Encoded sequences can clash with separator byte and cause assertion errors

danielnaber commented 7 years ago

This causes the assert to fail in TrimSuffixEncoder.java:60:

Dictionary d = Dictionary.read(Paths.get("/tmp/org/languagetool/resource/de/german_synth.dict"));
DictionaryLookup dict = new DictionaryLookup(d);
dict.lookup("anfragen|VER:1:PLU:KJ1:SFT");  // works
dict.lookup("anfragen|DOESNOTEXIST");  // works
dict.lookup("anfragen|VER:1:PLU:KJ1:SFT:NEB");  // AssertionError at TrimSuffixEncoder.java:60

To reproduce, you can get the german_synth.dict from http://search.maven.org/remotecontent?filepath=de/danielnaber/german-pos-dict/1.0/german-pos-dict-1.0.jar

Stacktrace is this:

java.lang.AssertionError
    at morfologik.stemming.TrimSuffixEncoder.decode(TrimSuffixEncoder.java:60)
    at morfologik.stemming.DictionaryLookup.lookup(DictionaryLookup.java:217)
    at org.languagetool.CrashTest.test(CrashTest.java:18)

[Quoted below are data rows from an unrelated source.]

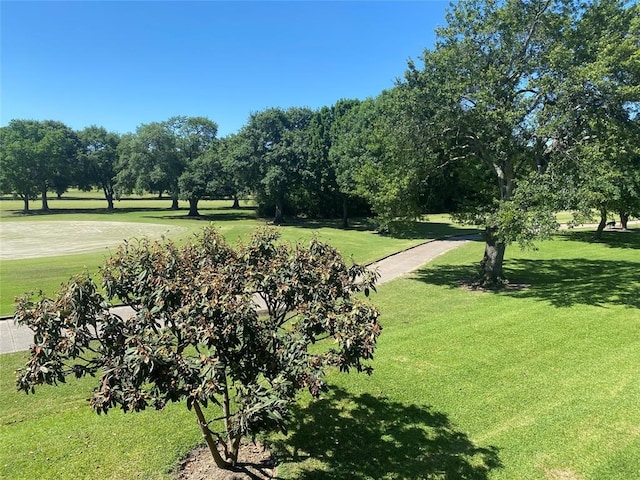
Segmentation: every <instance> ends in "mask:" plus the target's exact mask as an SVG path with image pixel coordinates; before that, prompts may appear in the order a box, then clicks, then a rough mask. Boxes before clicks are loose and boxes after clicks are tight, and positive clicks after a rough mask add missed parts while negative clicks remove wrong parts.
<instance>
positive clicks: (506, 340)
mask: <svg viewBox="0 0 640 480" xmlns="http://www.w3.org/2000/svg"><path fill="white" fill-rule="evenodd" d="M639 235H640V232H639V231H638V230H636V231H635V232H629V233H622V232H605V236H604V240H603V241H602V242H599V243H593V242H591V241H590V240H589V238H590V235H589V234H586V233H583V232H569V233H565V234H561V235H558V236H557V238H556V240H555V241H552V242H543V243H541V244H540V249H539V250H538V251H525V252H521V251H519V250H517V248H511V249H509V250H508V251H507V262H506V271H507V274H508V276H509V277H510V279H511V280H512V282H513V283H514V285H515V286H516V287H517V288H513V289H510V290H507V291H504V292H501V293H492V292H480V291H471V290H469V289H467V288H464V287H461V286H460V285H459V281H460V280H461V279H462V280H464V279H465V278H468V277H469V276H471V275H472V274H473V273H474V271H475V265H476V263H477V261H478V259H479V258H480V256H481V253H482V244H481V243H480V242H476V243H472V244H469V245H467V246H463V247H461V248H459V249H457V250H455V251H453V252H450V253H447V254H445V255H443V256H441V257H439V258H438V259H436V261H434V262H433V264H431V265H429V266H428V267H426V268H423V269H422V270H420V271H418V272H416V274H415V275H413V276H411V277H408V278H404V279H401V280H396V281H393V282H390V283H388V284H385V285H381V286H380V288H379V293H378V294H376V295H374V296H373V301H374V302H375V303H376V304H377V305H378V306H379V307H380V309H381V311H382V317H381V320H382V322H383V326H384V331H383V333H382V336H381V337H380V344H379V348H378V350H377V352H376V358H375V361H374V368H375V372H374V374H373V375H372V376H371V377H367V376H361V375H357V374H350V375H344V374H338V373H335V374H333V375H332V376H331V378H330V381H331V383H332V385H333V386H334V389H333V390H332V393H329V394H327V395H325V396H324V397H323V399H322V400H320V401H318V402H315V403H313V404H311V405H310V406H308V407H306V404H307V403H308V398H306V396H304V397H303V398H302V399H301V402H300V406H301V408H300V409H299V410H297V411H296V412H294V413H295V418H296V419H297V421H296V422H295V423H294V424H293V425H292V428H291V430H290V433H289V436H288V437H286V438H282V437H274V438H272V440H273V441H274V443H275V445H274V449H275V452H276V454H277V455H278V456H279V459H280V467H279V470H278V475H279V478H285V479H333V478H353V479H374V478H384V479H392V478H407V479H414V478H447V479H487V478H489V479H505V480H506V479H540V480H550V479H551V480H552V479H581V480H584V479H594V480H595V479H598V480H600V479H629V478H637V476H638V465H640V401H639V399H640V376H639V375H638V365H640V300H639V299H640V277H638V275H637V272H638V271H640V241H639V239H640V237H639ZM24 358H25V355H24V354H10V355H3V356H0V392H1V394H0V424H1V425H2V429H0V477H3V478H5V477H6V478H15V479H22V478H25V479H26V478H57V479H60V480H64V479H67V478H73V479H82V478H95V477H96V475H97V473H96V472H100V473H99V474H100V475H102V476H104V477H108V478H122V479H125V478H126V479H129V478H147V479H168V478H171V474H170V471H171V469H172V466H173V465H175V464H176V462H177V461H178V460H179V458H181V456H183V455H184V454H185V453H186V452H187V451H188V450H189V449H190V448H191V447H192V446H194V445H195V444H197V443H199V442H200V438H199V434H198V430H197V426H196V424H195V420H194V418H192V415H193V414H192V413H191V412H187V410H186V408H185V407H184V405H171V406H170V407H169V409H168V410H169V411H167V412H145V413H143V414H128V415H124V414H122V413H120V412H113V413H110V414H109V415H108V416H106V417H105V416H101V417H98V416H97V415H95V414H93V413H92V412H91V411H90V410H89V408H88V407H86V400H85V399H86V398H87V396H88V392H89V390H90V389H91V386H92V379H88V380H87V379H85V380H82V381H71V382H69V384H67V385H64V386H62V387H60V388H54V387H43V388H40V389H39V390H37V391H36V394H35V395H29V396H26V395H24V394H19V393H17V392H14V390H13V386H12V382H13V380H12V379H13V373H12V372H13V370H14V369H15V368H17V367H19V365H20V363H21V362H23V361H24ZM303 407H304V408H303Z"/></svg>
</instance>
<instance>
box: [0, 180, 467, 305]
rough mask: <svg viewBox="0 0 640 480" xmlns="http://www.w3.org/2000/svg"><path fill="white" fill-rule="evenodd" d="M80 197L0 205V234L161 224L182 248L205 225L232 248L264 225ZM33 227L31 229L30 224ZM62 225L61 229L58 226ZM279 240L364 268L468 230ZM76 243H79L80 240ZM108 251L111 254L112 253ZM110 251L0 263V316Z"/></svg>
mask: <svg viewBox="0 0 640 480" xmlns="http://www.w3.org/2000/svg"><path fill="white" fill-rule="evenodd" d="M73 195H79V197H76V196H72V197H69V198H67V197H63V198H62V199H60V200H58V199H51V200H50V201H49V206H50V208H51V212H49V213H46V214H45V213H41V212H39V211H38V210H37V209H38V208H39V202H37V201H36V202H32V205H31V206H32V208H33V209H34V213H33V214H29V215H25V214H23V213H22V212H21V211H20V209H21V208H22V205H21V202H19V201H16V200H6V199H5V200H0V229H1V228H2V224H3V223H6V222H36V224H37V222H39V221H47V222H50V221H66V222H69V221H70V222H83V221H93V222H95V221H109V222H133V223H153V224H166V225H171V226H177V227H181V228H182V229H184V230H182V231H181V232H180V233H178V234H175V235H174V236H172V237H170V238H171V240H173V241H176V242H177V243H181V242H184V241H186V240H187V239H188V238H190V237H192V236H193V234H194V233H195V232H197V231H198V230H200V229H201V228H202V227H204V226H205V225H210V224H212V225H214V226H215V227H216V228H218V229H219V231H220V232H221V233H222V235H224V236H225V238H226V239H227V241H229V242H232V243H235V242H237V241H238V240H247V239H248V238H249V236H250V235H251V233H252V232H254V231H255V230H256V229H257V228H259V227H261V226H265V225H267V224H268V223H269V221H268V219H264V218H258V217H257V216H256V213H255V209H254V207H253V204H252V203H251V202H249V201H243V202H241V208H240V209H232V208H231V202H230V201H229V200H225V201H220V200H215V201H211V200H208V201H201V202H200V213H201V217H198V218H193V217H188V216H187V210H186V209H185V208H186V205H185V202H181V207H182V209H181V210H170V209H169V207H170V204H171V202H170V200H168V199H160V200H159V199H154V198H147V197H143V198H132V199H123V200H121V201H117V202H116V209H115V211H113V212H108V211H107V210H106V209H105V202H104V200H101V199H100V198H99V197H98V196H97V194H96V193H95V192H93V197H90V196H89V194H88V193H87V192H73ZM34 225H35V224H34ZM61 225H62V224H61ZM277 228H278V230H279V232H280V234H281V238H282V240H283V241H286V242H291V243H295V242H308V241H309V240H310V239H311V237H312V236H314V235H315V236H317V237H318V238H319V239H320V240H322V241H325V242H329V243H331V244H332V245H334V246H335V247H336V248H337V249H338V250H340V252H341V253H342V254H343V255H344V256H345V257H348V258H351V259H353V261H355V262H359V263H369V262H372V261H374V260H377V259H379V258H382V257H385V256H387V255H390V254H392V253H394V252H397V251H400V250H403V249H405V248H408V247H411V246H413V245H416V244H418V243H421V242H423V241H426V240H428V239H432V238H440V237H442V236H448V235H456V234H460V233H465V232H469V231H473V229H469V228H462V227H459V226H455V225H454V224H452V222H451V221H450V219H449V217H448V216H447V215H434V216H431V217H430V218H429V222H416V223H415V224H414V226H413V228H410V229H407V230H404V231H403V233H402V234H401V235H395V236H394V235H380V234H378V233H376V232H375V230H374V228H373V227H372V226H371V225H370V224H369V223H367V222H366V221H363V220H356V221H354V222H353V225H352V228H350V229H346V230H345V229H342V228H339V222H338V221H337V220H328V221H313V220H304V219H302V220H301V219H293V220H292V222H291V223H289V224H287V225H285V226H281V227H277ZM78 242H80V243H81V242H82V239H81V238H79V239H78ZM110 251H113V249H111V250H110ZM110 251H109V250H107V249H105V248H102V249H100V250H96V251H95V252H93V253H82V254H75V255H60V256H55V257H54V256H51V257H43V258H40V259H18V260H0V278H1V279H0V315H11V314H12V313H13V310H14V298H15V297H16V296H19V295H22V294H24V293H25V292H31V291H33V292H38V291H40V290H42V291H43V292H45V294H47V295H52V294H53V293H54V292H55V291H56V290H57V289H58V288H60V285H61V283H63V282H65V281H67V280H68V279H69V277H71V276H72V275H74V274H77V273H81V272H82V271H83V270H85V269H86V270H88V271H89V272H92V273H96V272H97V271H98V268H99V266H100V265H102V264H104V261H105V259H106V257H107V256H108V255H109V254H110Z"/></svg>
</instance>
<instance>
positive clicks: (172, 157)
mask: <svg viewBox="0 0 640 480" xmlns="http://www.w3.org/2000/svg"><path fill="white" fill-rule="evenodd" d="M118 158H119V159H118V173H117V175H116V188H117V190H118V191H119V192H120V193H132V192H136V193H138V194H141V193H143V192H145V191H147V192H158V194H159V196H160V197H162V194H163V193H164V192H169V194H170V195H171V199H172V204H171V208H173V209H177V208H178V177H179V176H180V174H181V173H182V170H183V169H182V164H181V162H180V159H179V158H178V156H177V155H176V146H175V138H173V136H172V135H170V133H169V131H168V130H167V129H166V128H165V126H164V125H163V124H162V123H160V122H154V123H149V124H143V125H140V126H139V127H138V128H137V129H136V132H135V134H127V135H124V136H123V137H122V139H121V141H120V144H119V146H118Z"/></svg>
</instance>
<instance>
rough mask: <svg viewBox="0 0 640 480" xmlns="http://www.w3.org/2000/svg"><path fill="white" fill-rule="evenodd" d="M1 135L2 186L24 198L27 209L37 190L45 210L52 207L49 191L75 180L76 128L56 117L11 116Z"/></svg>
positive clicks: (1, 162)
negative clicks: (48, 193) (1, 141)
mask: <svg viewBox="0 0 640 480" xmlns="http://www.w3.org/2000/svg"><path fill="white" fill-rule="evenodd" d="M1 135H2V138H1V140H2V142H1V143H0V162H1V164H0V170H1V171H2V174H1V178H2V182H1V185H2V189H3V190H4V191H6V192H7V193H14V194H16V195H17V196H19V197H20V198H22V200H23V201H24V211H25V212H28V211H29V200H30V199H32V198H34V197H35V194H36V193H39V194H40V195H41V198H42V210H44V211H47V210H49V203H48V198H47V192H48V191H49V190H51V189H55V190H57V191H64V190H66V189H67V188H68V187H69V186H70V185H71V184H72V183H73V178H72V177H73V175H72V172H73V170H74V164H75V162H76V155H77V150H78V139H77V136H76V134H75V132H74V131H73V130H71V129H70V128H69V127H67V126H66V125H65V124H63V123H61V122H57V121H53V120H45V121H36V120H12V121H11V122H9V125H7V126H6V127H3V128H2V133H1Z"/></svg>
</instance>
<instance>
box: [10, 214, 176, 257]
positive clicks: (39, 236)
mask: <svg viewBox="0 0 640 480" xmlns="http://www.w3.org/2000/svg"><path fill="white" fill-rule="evenodd" d="M185 231H187V229H186V228H185V227H174V226H171V225H160V224H150V223H126V222H82V221H78V222H66V221H65V222H3V223H0V260H13V259H20V258H38V257H51V256H56V255H67V254H72V253H84V252H93V251H98V250H103V249H105V250H106V249H108V248H113V247H115V246H117V245H119V244H120V243H122V242H123V241H124V240H127V239H131V238H142V237H147V238H150V239H158V238H160V237H162V236H163V235H164V236H175V235H176V234H180V233H182V232H185Z"/></svg>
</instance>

In a less stripped down case this shows as (at least I assume this is the same issue):

Caused by: java.lang.IndexOutOfBoundsException
    at java.nio.Buffer.checkIndex(Buffer.java:540)
    at java.nio.HeapByteBuffer.get(HeapByteBuffer.java:139)
    at morfologik.stemming.TrimSuffixEncoder.decode(TrimSuffixEncoder.java:62)
    at morfologik.stemming.DictionaryLookup.lookup(DictionaryLookup.java:217)